One of the bigger changes to have affected the profession in recent years is the emergence of the “personality product designer”. After big-name architects and interiors specialists and garden designers all booked their TV slots, it has proved to be the turn of the previous backroom boys. A few years ago I lamented that there was no way of spotting a Seymour Powell toaster or kettle – unless you happened to know that Seymour Powell did a lot of Tefal’s stuff. Well, you might still not be able to tell in the shop, but at least the two Dicks now have a media presence which has helped to up the profile of the product designer. Even Grange, the diffident doyen of British product-design, has been glimpsed on TV in a shower – HIS shower – with Muriel Gray (getting wet, but staying clothed). The now-defunct BBC Design Awards, for all their flaws, certainly helped public awareness. Without them, Trevor “Baygen” Bayliss wouldn’t be doing TV ads for mobile phones alongside Kate Moss and Ian Wright.

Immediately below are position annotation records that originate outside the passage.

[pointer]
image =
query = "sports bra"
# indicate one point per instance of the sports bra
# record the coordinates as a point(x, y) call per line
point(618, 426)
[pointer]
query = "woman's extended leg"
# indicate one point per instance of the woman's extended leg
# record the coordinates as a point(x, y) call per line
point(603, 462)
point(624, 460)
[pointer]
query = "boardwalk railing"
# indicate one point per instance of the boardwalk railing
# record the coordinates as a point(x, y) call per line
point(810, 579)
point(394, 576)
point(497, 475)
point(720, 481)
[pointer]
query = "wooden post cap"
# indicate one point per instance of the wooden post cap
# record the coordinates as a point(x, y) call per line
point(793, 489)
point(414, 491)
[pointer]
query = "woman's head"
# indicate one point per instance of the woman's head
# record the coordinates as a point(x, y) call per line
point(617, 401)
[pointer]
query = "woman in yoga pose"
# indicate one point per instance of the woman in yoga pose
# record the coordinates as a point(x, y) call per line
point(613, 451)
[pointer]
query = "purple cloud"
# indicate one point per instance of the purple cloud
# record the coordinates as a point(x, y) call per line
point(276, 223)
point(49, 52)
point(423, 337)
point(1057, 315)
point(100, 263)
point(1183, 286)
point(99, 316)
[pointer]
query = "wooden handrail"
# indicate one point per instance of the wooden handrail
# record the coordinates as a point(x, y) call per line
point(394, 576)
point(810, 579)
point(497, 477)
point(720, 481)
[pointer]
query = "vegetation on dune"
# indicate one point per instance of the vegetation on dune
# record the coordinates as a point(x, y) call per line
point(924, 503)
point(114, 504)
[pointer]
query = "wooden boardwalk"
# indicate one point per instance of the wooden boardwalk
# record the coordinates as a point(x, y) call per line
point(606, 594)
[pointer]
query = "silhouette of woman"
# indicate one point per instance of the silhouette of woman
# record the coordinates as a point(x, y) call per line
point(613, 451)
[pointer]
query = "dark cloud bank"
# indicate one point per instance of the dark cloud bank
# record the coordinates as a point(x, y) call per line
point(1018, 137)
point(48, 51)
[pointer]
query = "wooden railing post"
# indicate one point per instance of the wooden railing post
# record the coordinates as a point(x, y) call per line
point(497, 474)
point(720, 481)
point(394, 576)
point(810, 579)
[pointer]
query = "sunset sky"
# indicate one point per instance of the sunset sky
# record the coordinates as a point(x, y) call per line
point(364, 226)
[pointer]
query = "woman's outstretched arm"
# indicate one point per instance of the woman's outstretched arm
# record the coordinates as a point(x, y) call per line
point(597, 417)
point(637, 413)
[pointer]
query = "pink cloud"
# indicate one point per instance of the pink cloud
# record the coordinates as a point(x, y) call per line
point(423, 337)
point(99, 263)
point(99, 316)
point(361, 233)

So where are we now? The degree shows just gone have seen the Royal College of Art and other schools produce the usual crop of ideas, ranging from the good to the cranky. There’s the usual mix of real design thinking versus mere styling. It was notable that, at the New Designers showcase of graduating students, the industrial design section – sponsored by Dyson and with a prize and work placement awarded by James Dyson – boasted a number of designs clearly influenced by the Dyson aesthetic of curvilinear mouldings, even, in a couple of cases, his trademark grey-and-yellow colour scheme. Did James award one of these his prize? He did not. He spotted original thinking in the form of a new pressure-sensitive, electrically-driven bench vice, carved from solid aluminium. A tool to make products, as much as a product itself. To this he gave the prize. In a sense, that is “real” design: inventing a better mousetrap rather than merely restyling an existing mousetrap.

What can the best of the crop of emerging designers look forward to? Priestman, who employs mainly ex-RCA staff, is concerned that to set up your own practice these days requires far greater investment than a decade ago. Serious international clients now require serious computing power from their designers, he says, and that means Silicon Graphics workstations costing 50 000 or more – the kind of equipment that allows you to create “virtual products” that can be transmitted across the globe.

Are we in, then, for a spate of consultancy mergers, in order to create large product design groups with the financial muscle to compete? I suspect it is unlikely. The 20-strong practice seems to be a durable institution, the right size to assist the usual founding individual or partnership without becoming impersonal. Costly computers notwithstanding, I feel that the pencil, the blade and the lump of modelling clay will continue to be vital tools until well into the next century. Impoverished or not, the best designers will always float to the top.